Define inputs and call the function:

# Define input quantities
import numpy as np
nx = U.nlon.size # number of longitude points
ny = U.nlat.size # number of latitude points

UAREA = U.UAREA.values # area of U cell
TAREA = U.TAREA.values # area of T cell

DXU = U.DXU.values # x-spacing centered at U points
DYU = U.DYU.values # y-spacing centered at U points

AMF = np.sqrt(U.UAREA/(c2*np.pi*radius/nx)**2).values # variable mixing factor for momentum mixing

HUS = U.HUS.values # cell widths on south side of U cell
HTE = U.HTE.values # cell widths on east side of T cell
HUW = U.HUW.values # cell widths on west side of U cell
HTN = U.HTN.values # cell widths on north side of T cell

# Use POP variable names for now 
UMIXK = U.values
VMIXK = V.values

Udiff,Vdiff = Bgrid_Laplacian(UMIXK,VMIXK,nx,ny,UAREA,TAREA,DXU,DYU,HUS,HTE,HUW,HTN,AMF)

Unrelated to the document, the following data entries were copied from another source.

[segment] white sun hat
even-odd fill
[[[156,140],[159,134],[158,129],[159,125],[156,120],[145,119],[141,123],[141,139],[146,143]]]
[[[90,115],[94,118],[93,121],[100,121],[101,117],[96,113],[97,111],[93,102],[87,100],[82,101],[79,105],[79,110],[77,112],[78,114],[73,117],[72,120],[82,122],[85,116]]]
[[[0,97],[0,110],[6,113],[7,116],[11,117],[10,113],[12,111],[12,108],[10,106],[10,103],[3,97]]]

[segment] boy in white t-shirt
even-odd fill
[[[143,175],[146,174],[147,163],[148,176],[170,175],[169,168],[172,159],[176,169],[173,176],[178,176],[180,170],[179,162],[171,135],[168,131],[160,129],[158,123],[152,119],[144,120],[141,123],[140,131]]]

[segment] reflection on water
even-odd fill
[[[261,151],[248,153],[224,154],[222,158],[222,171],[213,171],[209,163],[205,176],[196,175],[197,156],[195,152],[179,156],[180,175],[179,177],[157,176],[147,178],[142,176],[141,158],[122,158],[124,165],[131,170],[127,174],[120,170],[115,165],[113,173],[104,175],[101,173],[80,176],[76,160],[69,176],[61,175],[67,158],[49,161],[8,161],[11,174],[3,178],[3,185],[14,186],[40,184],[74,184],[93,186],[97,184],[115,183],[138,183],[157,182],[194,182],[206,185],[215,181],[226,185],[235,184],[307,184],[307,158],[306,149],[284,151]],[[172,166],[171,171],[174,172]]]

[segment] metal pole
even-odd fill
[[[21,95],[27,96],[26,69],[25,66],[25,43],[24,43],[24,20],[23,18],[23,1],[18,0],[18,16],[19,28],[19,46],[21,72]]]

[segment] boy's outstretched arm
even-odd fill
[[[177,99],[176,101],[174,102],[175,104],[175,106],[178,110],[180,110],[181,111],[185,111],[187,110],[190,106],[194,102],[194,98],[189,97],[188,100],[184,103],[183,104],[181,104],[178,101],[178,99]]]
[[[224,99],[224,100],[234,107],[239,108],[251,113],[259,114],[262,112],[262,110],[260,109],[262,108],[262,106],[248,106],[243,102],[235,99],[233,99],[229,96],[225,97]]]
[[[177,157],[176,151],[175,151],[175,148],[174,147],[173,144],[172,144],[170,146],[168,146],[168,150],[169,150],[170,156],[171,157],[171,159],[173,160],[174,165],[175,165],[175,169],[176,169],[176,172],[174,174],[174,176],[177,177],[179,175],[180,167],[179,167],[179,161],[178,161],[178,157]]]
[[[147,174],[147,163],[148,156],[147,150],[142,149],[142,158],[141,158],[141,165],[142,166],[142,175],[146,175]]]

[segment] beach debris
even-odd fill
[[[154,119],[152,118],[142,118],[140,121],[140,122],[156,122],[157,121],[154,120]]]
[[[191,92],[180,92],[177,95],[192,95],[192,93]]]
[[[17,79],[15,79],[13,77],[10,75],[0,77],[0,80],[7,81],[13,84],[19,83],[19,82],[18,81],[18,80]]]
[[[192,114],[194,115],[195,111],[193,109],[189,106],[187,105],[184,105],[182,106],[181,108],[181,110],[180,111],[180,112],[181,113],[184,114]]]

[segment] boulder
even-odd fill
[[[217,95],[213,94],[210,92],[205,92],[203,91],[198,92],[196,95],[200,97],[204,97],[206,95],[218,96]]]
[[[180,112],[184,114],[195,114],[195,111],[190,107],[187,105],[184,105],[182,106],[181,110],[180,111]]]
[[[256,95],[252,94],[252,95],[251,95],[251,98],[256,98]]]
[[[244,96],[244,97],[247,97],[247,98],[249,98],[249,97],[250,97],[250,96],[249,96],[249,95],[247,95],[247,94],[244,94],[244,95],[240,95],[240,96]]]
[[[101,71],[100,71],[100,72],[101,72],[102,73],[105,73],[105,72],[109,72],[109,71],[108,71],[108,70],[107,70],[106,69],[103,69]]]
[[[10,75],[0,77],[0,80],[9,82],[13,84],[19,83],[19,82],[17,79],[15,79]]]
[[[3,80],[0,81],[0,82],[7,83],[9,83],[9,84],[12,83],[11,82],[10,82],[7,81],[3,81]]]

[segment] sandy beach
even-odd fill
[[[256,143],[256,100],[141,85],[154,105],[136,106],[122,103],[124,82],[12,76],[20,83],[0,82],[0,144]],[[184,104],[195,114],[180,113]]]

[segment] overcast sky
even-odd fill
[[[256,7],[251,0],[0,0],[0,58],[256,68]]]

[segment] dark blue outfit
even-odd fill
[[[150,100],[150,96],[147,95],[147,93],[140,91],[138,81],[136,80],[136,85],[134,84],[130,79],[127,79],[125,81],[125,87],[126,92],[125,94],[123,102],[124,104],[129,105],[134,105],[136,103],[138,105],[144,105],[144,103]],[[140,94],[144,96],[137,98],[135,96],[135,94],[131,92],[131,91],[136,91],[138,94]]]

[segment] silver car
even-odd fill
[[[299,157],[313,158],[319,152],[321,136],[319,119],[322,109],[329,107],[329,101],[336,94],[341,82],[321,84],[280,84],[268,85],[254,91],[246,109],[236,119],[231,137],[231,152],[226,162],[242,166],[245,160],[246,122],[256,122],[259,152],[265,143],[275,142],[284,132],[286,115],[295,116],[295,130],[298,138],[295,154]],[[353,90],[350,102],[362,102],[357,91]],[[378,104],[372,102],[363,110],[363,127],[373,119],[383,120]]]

paigem commented 2 years ago

My attempt at writing the B-grid vector Laplacian function to fit into the kernels.py script. This is a VERY rough draft for now (haven't even checked that units are correct yet, with CESM's variables saved in cm 😬). I have added the below function to my local fork and it does not give the correct answer, but does run without errors. I have not added to my PR since it is likely that my code will need to be largely reworked.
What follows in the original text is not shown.